La Cour administrative d’appel de Bordeaux, par un arrêt du 18 novembre 2025, se prononce sur la légalité du refus d’autorisation d’un parc éolien. Ce litige s’inscrit dans le cadre de la conciliation nécessaire entre les impératifs de la transition énergétique et les exigences de la défense nationale. Une société a sollicité la délivrance d’une autorisation environnementale pour construire et exploiter cinq aérogénérateurs sur le territoire de plusieurs communes d’un département. Le représentant de l’État a opposé un refus à cette demande, en se fondant exclusivement sur un avis technique défavorable émis par l’autorité militaire. La requérante a saisi la juridiction d’appel pour obtenir l’annulation de cet acte, en contestant la régularité formelle et le bien-fondé de la décision. Le juge administratif doit déterminer si l’avis défavorable d’une autorité tierce impose légalement le rejet de la demande sans examen des autres moyens soulevés. La juridiction rejette la requête en considérant que l’administration se trouvait en situation de compétence liée après l’émission de cet avis technique contraignant. L’examen de l’exercice d’une compétence liée face à l’avis conforme doit précéder l’analyse du contrôle de la légalité interne de cet acte technique.
I. L’exercice d’une compétence liée face à l’avis conforme de l’autorité militaire
A. Le caractère contraignant de l’avis de l’autorité de défense
Le code de l’environnement prévoit que l’administration saisit l’autorité militaire pour avis conforme lors de l’instruction d’un projet de production d’énergie éolienne. Les dispositions applicables précisent que le rejet est obligatoire lorsque l’avis de l’organisme consulté au titre de la sécurité aéronautique s’avère défavorable. La juridiction administrative rappelle que cet avis conforme lie l’autorité décisionnaire, laquelle perd tout pouvoir d’appréciation propre sur la faisabilité de l’installation. Le refus d’accord s’impose à l’autorité compétente et constitue le fondement juridique exclusif de la décision finale de rejet opposée à la société.

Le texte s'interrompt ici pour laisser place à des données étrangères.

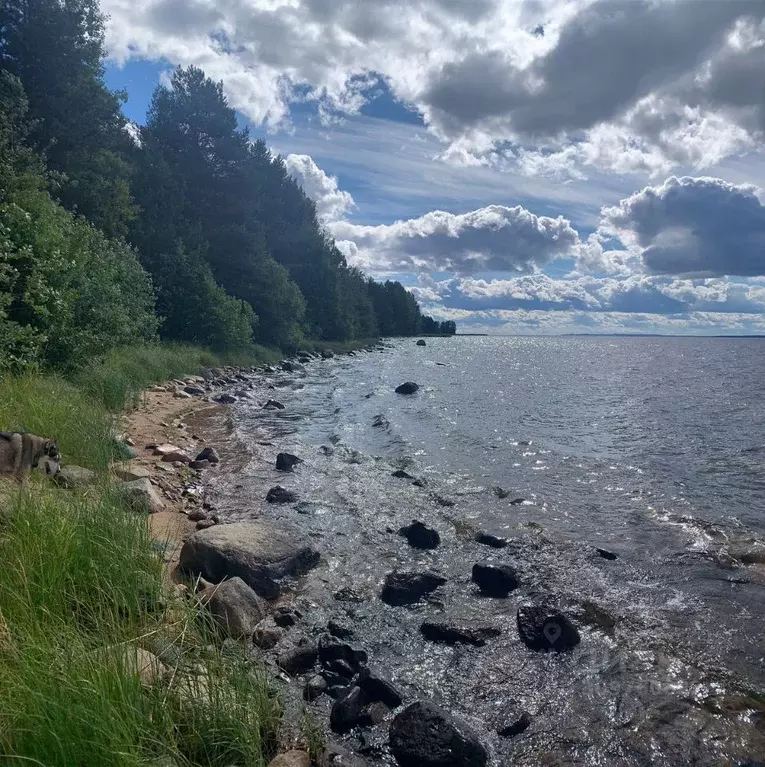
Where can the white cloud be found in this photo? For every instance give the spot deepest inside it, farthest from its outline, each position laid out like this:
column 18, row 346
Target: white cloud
column 332, row 202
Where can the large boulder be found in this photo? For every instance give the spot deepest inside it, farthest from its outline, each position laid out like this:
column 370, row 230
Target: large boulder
column 408, row 387
column 406, row 588
column 459, row 632
column 140, row 494
column 235, row 607
column 420, row 536
column 495, row 579
column 261, row 553
column 542, row 627
column 424, row 735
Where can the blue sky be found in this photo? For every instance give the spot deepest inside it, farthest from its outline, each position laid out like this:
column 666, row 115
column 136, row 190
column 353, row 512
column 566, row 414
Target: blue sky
column 602, row 176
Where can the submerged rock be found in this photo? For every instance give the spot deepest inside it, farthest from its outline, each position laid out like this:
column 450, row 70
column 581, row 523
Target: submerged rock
column 261, row 553
column 494, row 580
column 287, row 461
column 279, row 494
column 420, row 536
column 459, row 632
column 424, row 735
column 543, row 627
column 406, row 588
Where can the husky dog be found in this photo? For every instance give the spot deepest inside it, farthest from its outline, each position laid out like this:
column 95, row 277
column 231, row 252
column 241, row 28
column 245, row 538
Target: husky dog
column 20, row 453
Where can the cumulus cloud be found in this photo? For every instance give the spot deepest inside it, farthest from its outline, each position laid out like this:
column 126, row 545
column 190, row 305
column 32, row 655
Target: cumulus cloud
column 495, row 238
column 631, row 86
column 332, row 202
column 690, row 226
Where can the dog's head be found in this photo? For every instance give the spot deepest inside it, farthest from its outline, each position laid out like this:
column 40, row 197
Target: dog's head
column 50, row 457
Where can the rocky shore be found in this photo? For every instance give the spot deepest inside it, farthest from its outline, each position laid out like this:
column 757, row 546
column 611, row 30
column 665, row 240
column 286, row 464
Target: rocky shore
column 262, row 576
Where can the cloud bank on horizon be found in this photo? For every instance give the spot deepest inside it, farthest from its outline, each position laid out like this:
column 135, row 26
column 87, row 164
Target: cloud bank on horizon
column 658, row 99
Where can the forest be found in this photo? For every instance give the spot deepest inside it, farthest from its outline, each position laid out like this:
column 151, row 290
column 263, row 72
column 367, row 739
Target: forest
column 183, row 229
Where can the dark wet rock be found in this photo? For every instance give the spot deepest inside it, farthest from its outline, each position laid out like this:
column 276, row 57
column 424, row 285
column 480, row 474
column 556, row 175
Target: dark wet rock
column 379, row 688
column 349, row 594
column 279, row 494
column 337, row 756
column 347, row 711
column 314, row 687
column 237, row 609
column 287, row 461
column 459, row 632
column 332, row 649
column 267, row 634
column 298, row 657
column 489, row 539
column 495, row 579
column 261, row 553
column 208, row 454
column 406, row 588
column 424, row 735
column 542, row 627
column 420, row 536
column 513, row 722
column 339, row 630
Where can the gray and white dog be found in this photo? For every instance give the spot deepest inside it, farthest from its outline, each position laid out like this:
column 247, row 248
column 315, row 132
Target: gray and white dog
column 22, row 452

B. L’inopérance des moyens dirigés contre la procédure administrative
En raison de cette situation de compétence liée, les critiques portant sur la motivation de l’arrêté ou l’identité du signataire deviennent juridiquement inopérantes. L’arrêt écarte ces griefs puisque le sens de la décision ne pouvait être différent, même si les formalités administratives habituelles avaient été respectées. Le juge restreint le débat contentieux à la seule validité de l’avis conforme, qui constitue le support nécessaire et suffisant du refus administratif attaqué. Cette solution processuelle implique que les vices de forme propres à l’acte final ne peuvent entraîner son annulation devant la juridiction de contrôle.
II. Le contrôle de la légalité interne de l’avis technique de défense
A. La validation de la motivation et de la matérialité de la gêne radar
La requérante contestait la matérialité de la gêne occasionnée aux systèmes de détection, en soulignant l’absence de communication d’une étude technique très précise. Les magistrats relèvent toutefois que l’avis mentionne une intervisibilité électromagnétique entre les éoliennes de grande hauteur et le radar de surveillance militaire. La solution confirme que « le projet serait de nature à porter atteinte à la sécurité des pilotes militaires évoluant dans l’espace aérien surveillé ». L’avis est jugé suffisamment motivé car il précise que les éoliennes peuvent « générer des perturbations de nature à dégrader la qualité de la détection ».
B. L’indifférence du caractère futur de l’installation protégée
Le juge précise que l’existence d’un radar encore à l’état de projet lors de la demande d’autorisation est sans incidence sur la légalité. L’appréciation de l’atteinte à la sécurité publique s’effectue au regard des installations dont la mise en service est prévue par l’autorité militaire compétente. L’arrêt souligne que cet équipement a effectivement été mis en service avant l’audience publique, validant ainsi la perspective de protection légitimement adoptée. Le rejet final de la requête consacre la prévalence des missions de sécurité militaire sur les intérêts privés liés au développement de l’énergie éolienne.